Modern science began with a conviction that seekers should look to their own experience, rather than focusing on grammatical skills in defining things such as were then valued in scholastic science. But alas, contemporary science devalues our experience, stridently demanding that we ignore it. We are, after all, ignorant and prone to error: "For our ancestors, dreams, hallucinations, revelations, and cock-and-bull stories were inextricably mixed with facts. . .Whatever you imagined in a lively manner, whatever you thought fit to be true, you affirmed confidently; and whatever you affirmed, your comrades believed." (William James, Varieties of Religious Experience, Lecture XX, Kindle location 6809). No one ever thought a true thought prior to the mid-nineteenth century, when reductive materialism came into vogue. Such obvious and inevitable inferences hostile to reductive materialism, as the old logical principles that intelligibility implies intelligence, or that there must be an equal degree of reality in the cause as in the effect, must be discarded. Why evolution had produced such dysfunctional minds in a cruel and hostile environment went unexplained, although as those who have studied the system understand, Darwin's theory has not yet made up its mind whether it intends to explain why organisms are adapted to their environment or why they are maladapted. They must be one or the other, after all, and a theory which confidently predicts, 'Both!' must succeed in any event.

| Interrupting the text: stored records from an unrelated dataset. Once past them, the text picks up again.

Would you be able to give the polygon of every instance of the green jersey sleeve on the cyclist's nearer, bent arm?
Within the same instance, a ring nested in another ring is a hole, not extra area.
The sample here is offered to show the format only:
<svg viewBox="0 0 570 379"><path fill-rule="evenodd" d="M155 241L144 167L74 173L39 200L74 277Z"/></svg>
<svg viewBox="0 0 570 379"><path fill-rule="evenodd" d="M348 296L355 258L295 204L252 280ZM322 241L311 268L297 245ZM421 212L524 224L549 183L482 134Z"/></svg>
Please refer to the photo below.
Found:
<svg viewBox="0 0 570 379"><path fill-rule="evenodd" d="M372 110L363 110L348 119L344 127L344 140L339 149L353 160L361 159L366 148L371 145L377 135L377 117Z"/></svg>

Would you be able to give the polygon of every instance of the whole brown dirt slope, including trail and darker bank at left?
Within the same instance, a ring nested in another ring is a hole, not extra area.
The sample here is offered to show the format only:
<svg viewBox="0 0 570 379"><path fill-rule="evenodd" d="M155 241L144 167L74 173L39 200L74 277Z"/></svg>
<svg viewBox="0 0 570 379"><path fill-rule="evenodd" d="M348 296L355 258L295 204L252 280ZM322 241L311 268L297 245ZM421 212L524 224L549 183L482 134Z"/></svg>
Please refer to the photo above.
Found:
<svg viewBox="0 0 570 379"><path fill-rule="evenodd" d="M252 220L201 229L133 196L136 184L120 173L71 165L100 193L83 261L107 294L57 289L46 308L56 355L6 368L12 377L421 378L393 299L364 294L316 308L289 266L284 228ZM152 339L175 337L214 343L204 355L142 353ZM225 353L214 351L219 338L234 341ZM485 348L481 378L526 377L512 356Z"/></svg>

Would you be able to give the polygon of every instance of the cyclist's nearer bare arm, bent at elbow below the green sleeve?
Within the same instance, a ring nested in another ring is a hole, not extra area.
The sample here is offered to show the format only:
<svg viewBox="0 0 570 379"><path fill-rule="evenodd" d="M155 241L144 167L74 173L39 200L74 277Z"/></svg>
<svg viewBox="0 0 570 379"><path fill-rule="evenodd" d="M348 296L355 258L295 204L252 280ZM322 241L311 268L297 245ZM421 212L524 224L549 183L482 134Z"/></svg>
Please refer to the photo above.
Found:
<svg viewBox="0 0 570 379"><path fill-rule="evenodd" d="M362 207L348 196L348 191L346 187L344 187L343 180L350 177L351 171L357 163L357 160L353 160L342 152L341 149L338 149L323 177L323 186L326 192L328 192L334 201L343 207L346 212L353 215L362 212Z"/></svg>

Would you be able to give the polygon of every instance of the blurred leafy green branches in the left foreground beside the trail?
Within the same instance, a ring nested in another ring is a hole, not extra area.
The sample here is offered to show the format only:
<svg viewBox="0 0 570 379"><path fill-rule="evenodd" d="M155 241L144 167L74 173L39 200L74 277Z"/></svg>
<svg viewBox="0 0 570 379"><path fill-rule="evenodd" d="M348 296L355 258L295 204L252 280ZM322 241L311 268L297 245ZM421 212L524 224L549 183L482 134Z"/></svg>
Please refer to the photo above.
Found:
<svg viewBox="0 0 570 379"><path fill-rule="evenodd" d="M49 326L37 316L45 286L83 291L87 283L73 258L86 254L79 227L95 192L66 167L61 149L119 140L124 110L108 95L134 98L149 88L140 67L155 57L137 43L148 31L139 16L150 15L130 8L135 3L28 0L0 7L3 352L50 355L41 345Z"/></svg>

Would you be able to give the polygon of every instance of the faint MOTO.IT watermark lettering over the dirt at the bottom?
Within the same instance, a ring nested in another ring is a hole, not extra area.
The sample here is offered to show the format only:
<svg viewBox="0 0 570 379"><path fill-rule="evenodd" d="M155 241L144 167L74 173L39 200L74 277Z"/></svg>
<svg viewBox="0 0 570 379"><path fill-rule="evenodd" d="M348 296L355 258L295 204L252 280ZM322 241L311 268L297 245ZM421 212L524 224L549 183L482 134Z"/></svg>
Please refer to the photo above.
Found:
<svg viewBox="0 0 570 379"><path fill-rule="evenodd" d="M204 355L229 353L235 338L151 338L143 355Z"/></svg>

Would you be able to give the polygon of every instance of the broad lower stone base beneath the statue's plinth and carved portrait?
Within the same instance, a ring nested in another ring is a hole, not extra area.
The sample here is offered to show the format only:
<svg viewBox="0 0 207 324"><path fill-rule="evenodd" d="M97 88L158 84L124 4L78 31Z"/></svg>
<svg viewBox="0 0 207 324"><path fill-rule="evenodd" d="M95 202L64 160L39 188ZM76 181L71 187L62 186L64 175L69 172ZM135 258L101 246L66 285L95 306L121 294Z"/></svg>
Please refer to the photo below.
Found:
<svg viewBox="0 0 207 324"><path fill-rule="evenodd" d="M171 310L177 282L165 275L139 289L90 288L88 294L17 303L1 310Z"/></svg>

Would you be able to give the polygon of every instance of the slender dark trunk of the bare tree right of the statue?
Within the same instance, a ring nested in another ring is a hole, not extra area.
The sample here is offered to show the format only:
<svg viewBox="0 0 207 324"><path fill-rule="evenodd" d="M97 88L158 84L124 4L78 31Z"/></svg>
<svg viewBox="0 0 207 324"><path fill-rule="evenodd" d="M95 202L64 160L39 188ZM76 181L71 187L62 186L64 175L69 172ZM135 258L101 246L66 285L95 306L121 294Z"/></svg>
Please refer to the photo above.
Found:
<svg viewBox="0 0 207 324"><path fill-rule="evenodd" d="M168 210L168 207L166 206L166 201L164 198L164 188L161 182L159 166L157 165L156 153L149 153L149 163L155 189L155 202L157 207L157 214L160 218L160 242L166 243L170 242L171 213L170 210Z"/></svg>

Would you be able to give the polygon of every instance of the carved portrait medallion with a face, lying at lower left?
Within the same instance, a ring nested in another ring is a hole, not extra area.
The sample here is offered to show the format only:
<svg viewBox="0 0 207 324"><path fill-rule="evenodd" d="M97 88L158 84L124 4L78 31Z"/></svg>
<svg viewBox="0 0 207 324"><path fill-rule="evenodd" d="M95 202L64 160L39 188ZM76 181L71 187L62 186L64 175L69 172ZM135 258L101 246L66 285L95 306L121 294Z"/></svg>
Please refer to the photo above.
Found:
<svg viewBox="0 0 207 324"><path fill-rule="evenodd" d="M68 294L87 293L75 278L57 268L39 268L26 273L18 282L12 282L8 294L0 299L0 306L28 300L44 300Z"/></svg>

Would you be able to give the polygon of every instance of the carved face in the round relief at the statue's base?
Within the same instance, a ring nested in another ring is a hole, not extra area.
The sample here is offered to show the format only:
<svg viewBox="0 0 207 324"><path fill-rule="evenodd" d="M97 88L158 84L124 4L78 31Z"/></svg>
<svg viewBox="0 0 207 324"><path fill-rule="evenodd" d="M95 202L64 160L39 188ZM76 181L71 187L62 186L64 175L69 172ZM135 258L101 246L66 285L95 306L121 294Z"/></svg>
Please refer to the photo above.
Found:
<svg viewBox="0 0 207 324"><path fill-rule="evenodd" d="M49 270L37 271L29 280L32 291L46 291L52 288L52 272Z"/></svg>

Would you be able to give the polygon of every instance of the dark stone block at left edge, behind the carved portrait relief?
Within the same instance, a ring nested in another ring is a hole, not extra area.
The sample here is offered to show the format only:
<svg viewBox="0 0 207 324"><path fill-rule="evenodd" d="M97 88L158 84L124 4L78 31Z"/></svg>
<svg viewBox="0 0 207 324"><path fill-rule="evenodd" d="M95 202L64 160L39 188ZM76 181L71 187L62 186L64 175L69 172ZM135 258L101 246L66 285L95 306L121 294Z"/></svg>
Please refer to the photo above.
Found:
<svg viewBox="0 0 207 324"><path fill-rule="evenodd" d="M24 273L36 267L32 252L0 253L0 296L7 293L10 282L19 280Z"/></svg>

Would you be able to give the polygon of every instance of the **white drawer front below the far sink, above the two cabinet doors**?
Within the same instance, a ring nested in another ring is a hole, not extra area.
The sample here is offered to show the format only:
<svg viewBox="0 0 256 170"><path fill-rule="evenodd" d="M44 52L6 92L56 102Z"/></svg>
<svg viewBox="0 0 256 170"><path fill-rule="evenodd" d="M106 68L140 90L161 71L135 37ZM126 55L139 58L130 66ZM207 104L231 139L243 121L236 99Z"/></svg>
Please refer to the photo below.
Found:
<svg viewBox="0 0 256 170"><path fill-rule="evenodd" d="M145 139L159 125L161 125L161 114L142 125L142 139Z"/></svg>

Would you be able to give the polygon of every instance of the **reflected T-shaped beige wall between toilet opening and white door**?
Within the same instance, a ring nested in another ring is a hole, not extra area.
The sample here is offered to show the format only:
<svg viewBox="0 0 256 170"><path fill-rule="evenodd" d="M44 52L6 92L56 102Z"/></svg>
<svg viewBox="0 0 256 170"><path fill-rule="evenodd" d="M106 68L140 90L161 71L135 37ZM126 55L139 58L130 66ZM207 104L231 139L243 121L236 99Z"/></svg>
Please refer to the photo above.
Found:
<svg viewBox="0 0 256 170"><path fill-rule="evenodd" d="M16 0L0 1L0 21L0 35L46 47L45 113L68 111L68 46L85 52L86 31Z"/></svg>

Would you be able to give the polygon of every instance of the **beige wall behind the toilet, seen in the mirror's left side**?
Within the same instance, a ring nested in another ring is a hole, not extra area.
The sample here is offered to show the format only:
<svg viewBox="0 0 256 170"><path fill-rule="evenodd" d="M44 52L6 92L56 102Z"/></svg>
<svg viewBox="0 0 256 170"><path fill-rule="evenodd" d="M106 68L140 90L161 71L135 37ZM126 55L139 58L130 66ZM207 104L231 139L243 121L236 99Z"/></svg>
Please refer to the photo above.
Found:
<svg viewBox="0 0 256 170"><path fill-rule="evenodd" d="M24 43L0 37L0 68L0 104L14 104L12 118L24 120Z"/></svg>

We know our own minds, to an extent, by introspection. When we see evidence of sympathy or like-mindedness in the skies, as in a beautiful sunset, we are tempted to shout 'Bravo!' But we must stifle that thought, as virtually all other obvious and inescapable thoughts we might entertain. The artist who sketched the sunset is blind, oblivious to the aesthetic value of His work. Or so they say.

We see in His hand, what we might have liked to produce, had we been similarly gifted or so situated. We are artists too, or at least would like to be. Now they tell us we are bubbles, mere froth: "The bubbles on the foam which coats a stormy sea are floating episodes, made and unmade by the forces of the wind and water. Our private selves are like those bubbles — epiphenomena, as Clifford, I believe, ingeniously called them; their destinies weigh nothing and determine nothing in the world's irremediable currents of events." (William James, Varieties of Religious Experience, Lecture XX, Kindle location 6747; in fairness, James himself considers this viewpoint "shallow"). But what if we are not mere epiphenomena, but a type of entity intrinsic to the world? What if we did not parachute in from some other universe, but actually belong here? What if our little minds do from time to time catch intimations of the larger mind at work behind it all? 'Because nothing like a mind can exist in the world.' . . .but we do. It still remains the simplest and most economical explanation for a work of art, that an artist made it.

Since we do know, from our experience, what a 'mind' is like, you would think we would exploit our privileged position for all it is worth instead of stifling, stifling, stifling it. What if the pagan Anaxagoras is right and this is a meaningful constituent of the world? If the world really were like this, how would we know, since we have closed off every avenue of information?